아토믹 (Atomic, cpp17)

언어/C++

아토믹 (Atomic, cpp17)

tsyang 2022. 7. 3. 01:28

왜 필요?

#include <iostream>
#include <thread>
#include <vector>
using namespace std;

void add (int & num)
{
	for(int i=0;i <1000000;++i)
		++num;
}

int main()
{
	int num = 0;
	vector<thread> threads;

	for (int i = 0; i < 4; ++i)
		threads.emplace_back(add, std::ref(num));

	for (auto & thread : threads)
		thread.join();

	cout << num << endl;
}

위의 코드는 4개의 스레드에게 변수 num을 1씩 더하는 과정을 100만번 수행하도록 하고 있다.
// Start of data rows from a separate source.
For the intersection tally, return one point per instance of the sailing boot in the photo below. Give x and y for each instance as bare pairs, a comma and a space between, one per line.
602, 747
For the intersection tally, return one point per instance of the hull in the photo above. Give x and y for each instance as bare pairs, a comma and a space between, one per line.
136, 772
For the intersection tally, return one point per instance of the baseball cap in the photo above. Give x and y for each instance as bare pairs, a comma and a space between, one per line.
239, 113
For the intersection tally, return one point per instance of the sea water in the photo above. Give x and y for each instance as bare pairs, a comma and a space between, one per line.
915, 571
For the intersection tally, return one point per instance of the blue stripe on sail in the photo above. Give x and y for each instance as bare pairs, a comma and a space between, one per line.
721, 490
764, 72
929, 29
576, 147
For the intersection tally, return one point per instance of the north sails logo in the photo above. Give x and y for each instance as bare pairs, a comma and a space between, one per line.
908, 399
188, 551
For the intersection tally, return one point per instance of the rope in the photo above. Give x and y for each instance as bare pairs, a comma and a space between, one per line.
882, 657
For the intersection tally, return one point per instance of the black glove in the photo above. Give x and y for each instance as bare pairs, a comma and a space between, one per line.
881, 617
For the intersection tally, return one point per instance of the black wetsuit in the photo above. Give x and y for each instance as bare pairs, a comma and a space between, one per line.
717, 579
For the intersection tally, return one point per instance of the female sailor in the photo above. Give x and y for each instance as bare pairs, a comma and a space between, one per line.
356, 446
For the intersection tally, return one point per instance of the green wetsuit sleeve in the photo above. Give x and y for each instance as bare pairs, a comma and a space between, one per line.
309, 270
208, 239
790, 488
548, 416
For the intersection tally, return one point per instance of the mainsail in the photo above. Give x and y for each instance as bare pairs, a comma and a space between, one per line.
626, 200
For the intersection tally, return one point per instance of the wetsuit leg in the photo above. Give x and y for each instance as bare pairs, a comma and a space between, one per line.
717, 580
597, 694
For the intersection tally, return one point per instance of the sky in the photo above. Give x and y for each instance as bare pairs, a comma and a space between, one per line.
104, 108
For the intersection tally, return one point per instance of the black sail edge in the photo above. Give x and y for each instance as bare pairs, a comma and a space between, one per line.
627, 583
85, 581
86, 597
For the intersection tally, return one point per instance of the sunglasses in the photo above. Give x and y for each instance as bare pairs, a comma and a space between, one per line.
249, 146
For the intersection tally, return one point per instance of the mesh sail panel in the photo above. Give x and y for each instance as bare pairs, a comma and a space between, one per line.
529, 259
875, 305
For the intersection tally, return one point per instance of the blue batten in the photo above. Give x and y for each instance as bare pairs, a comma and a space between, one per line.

뭐.. 400만이라는 숫자가 출력되어야 할 것 같지만

당연하게도 데이터 레이스 때문에 이상한 숫자가 출력된다.

아~ 그러면 뮤텍스를 써서 스레드 동기화를 해보자! 라는 생각이 든다.

#include <iostream>
#include <thread>
#include <vector>
#include <ctime>
#include <mutex>

using namespace std;

mutex mtx;

void add (int & num)
{
	for(int i=0;i <1000000;++i)
	{
		lock_guard<mutex> lock{ mtx };
		++num;
	}
}

int main()
{
	int num = 0;
	vector<thread> threads;

	auto start = clock();
	
	for (int i = 0; i < 4; ++i)
		threads.emplace_back(add, std::ref(num));

	for (auto & thread : threads)
		thread.join();

	auto end = clock();

	cout << num << endl;
	cout << "time : " << (end - start) << "ms" << endl;
}

400만으로 결과가 잘 나오긴 하는데 시간이 1636ms나 걸렸다.

여기서 아토믹을 쓰면 속도를 개선할 수 있다. 다음 코드에선 변수 num을 atomic<int>로 선언하였다.

#include <iostream>
#include <atomic>
#include <thread>
#include <vector>
#include <ctime>

using namespace std;

void add (atomic<int> & num)
{
	for(int i=0;i <1000000;++i)
	{
		++num;
	}
}

int main()
{
	atomic<int> num{ 0 };	//0은 초기화 값
	vector<thread> threads;

	auto start = clock();
	
	for (int i = 0; i < 4; ++i)
		threads.emplace_back(add, std::ref(num));

	for (auto & thread : threads)
		thread.join();

	auto end = clock();

	cout << num << endl;
	cout << "time : " << (end - start) << "ms" << endl;
}

결과도 잘 나오고 속도도 훨씬 빠르다

atomic<T> 는 어떤 타입을 지원?

그렇다면 아토믹은 아무런 타입이나 다 지원해줄까? 아니다.

대충 다음을 만족하면 사용 가능하다.

1. 메모리 안에서 연속된 청크임

2. 오브젝트를 복사하는 것이 모든 bit을 복사하는 것과 같음 (memcpy)

3. 가상함수나 noexcept 생성자가 없음

그러니까 int, long, char, int*같은 타입은 당연히 가능하고 몇몇 클래스나 구조체도 가능하다는 것이다.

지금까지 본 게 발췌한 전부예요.